Un film italien récent, « La Petite Dernière », réalisé par Hafsia Herzi, a été interdit aux spectateurs de moins de 14 ans en Italie, une décision prise par le ministère de la Culture transalpin. Selon Libération, cette mesure est justifiée par des arguments liés à un risque d’influence négative sur le « développement émotionnel » des jeunes publics, notamment en raison de la représentation d’une héroïne musulmane lesbienne.
Ce qu'il faut retenir
- « La Petite Dernière », réalisé par Hafsia Herzi, est interdit aux moins de 14 ans en Italie pour des raisons liées au « développement émotionnel » des jeunes.
- Le film met en scène une héroïne musulmane lesbienne, un choix narratif au cœur des critiques.
- Les associations LGBTQ+ y voient une continuité de l’offensive idéologique portée par la majorité politique italienne actuelle.
- Cette interdiction s’inscrit dans un contexte plus large de restrictions culturelles et médiatiques en Italie.
Selon les autorités italiennes, la décision repose sur une évaluation des risques que le film pourrait représenter pour les mineurs. « Le film est accusé d’influencer négativement leur développement émotionnel », précise Libération. Une justification qui ne convainc pas les défenseurs des droits LGBTQ+, pour qui cette mesure relève davantage d’une volonté de censure que d’une protection de la jeunesse.
Le long-métrage, salué par la critique pour sa représentation d’une histoire d’amour et d’identité au sein d’une famille issue de l’immigration, devient ainsi le symbole des tensions autour des questions sociétales en Italie. Hafsia Herzi, réalisatrice franco-algérienne, a elle-même réagi à cette interdiction, dénonçant une décision qui « n’a rien à voir avec la protection des mineurs, mais tout avec la censure ». Une position partagée par de nombreuses associations, qui y voient une attaque contre la liberté d’expression artistique et culturelle.

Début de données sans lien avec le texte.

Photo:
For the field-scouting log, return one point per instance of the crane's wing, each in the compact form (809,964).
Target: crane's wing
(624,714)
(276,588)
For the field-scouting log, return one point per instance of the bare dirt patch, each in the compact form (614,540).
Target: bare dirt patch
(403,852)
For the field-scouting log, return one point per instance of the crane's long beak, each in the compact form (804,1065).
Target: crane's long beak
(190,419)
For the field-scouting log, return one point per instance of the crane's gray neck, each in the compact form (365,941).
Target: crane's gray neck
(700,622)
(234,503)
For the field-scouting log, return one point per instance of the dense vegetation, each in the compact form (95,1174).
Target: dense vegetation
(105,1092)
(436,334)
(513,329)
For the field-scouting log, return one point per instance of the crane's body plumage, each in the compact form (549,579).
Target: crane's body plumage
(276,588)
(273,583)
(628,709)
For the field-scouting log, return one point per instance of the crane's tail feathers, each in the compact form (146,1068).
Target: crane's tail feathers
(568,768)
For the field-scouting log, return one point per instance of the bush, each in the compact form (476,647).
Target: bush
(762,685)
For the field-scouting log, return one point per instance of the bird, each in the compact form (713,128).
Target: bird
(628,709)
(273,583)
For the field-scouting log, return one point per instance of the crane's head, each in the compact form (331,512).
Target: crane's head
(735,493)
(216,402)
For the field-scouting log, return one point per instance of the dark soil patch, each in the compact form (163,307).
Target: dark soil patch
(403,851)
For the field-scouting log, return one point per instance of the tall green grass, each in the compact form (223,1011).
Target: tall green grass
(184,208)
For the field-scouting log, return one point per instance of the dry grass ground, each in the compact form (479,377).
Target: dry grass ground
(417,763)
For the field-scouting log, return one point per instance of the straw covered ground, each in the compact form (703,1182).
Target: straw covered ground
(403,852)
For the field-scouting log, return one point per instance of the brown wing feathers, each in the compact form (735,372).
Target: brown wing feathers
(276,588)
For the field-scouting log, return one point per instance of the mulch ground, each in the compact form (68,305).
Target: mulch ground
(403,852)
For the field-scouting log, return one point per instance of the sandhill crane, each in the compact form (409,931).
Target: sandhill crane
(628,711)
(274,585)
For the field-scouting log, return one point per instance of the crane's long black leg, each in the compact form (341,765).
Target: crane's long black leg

Cette affaire s’ajoute à une série de mesures restrictives adoptées par le gouvernement italien ces dernières années. Depuis l’arrivée au pouvoir de la coalition de droite, les restrictions sur les contenus culturels et médiatiques jugés « subversifs » ou « contraires aux valeurs traditionnelles » se sont multipliées. En 2024 déjà, des débats houleux avaient entouré la diffusion de films et séries abordant des thèmes LGBTQ+ ou féministes, sous prétexte de « protéger les valeurs familiales ».
« La décision du ministère n’est pas une protection des mineurs, c’est de la censure », a affirmé une porte-parole de l’association Arcilesbica, l’une des organisations LGBTQ+ les plus actives en Italie. « Ils veulent effacer notre existence des écrans, et cela passe par des interdictions comme celle-ci. »
Les opposants à cette mesure rappellent que « La Petite Dernière » a déjà été projeté dans plusieurs festivals européens sans susciter de polémiques majeures, hormis en Italie où il a été classé « non adapté aux moins de 14 ans » dès sa sortie. Une décision qui, selon certains observateurs, pourrait aussi avoir des répercussions économiques, les salles de cinéma et les plateformes en ligne devant désormais appliquer cette restriction.
Cette interdiction illustre les divisions croissantes au sein de l’Union européenne sur les questions de droits sociétaux. Alors que certains pays, comme l’Espagne ou les Pays-Bas, renforcent les protections pour les minorités, d’autres, comme l’Italie, adoptent des politiques plus restrictives. Un contraste qui pourrait alimenter les tensions lors des prochains sommets européens.
Le ministère italien de la Culture a justifié cette décision en invoquant un risque d’influence négative sur le « développement émotionnel » des mineurs, notamment en raison de la représentation d’une héroïne musulmane lesbienne. Selon les autorités, le film ne serait pas adapté à un public jeune en raison de son contenu.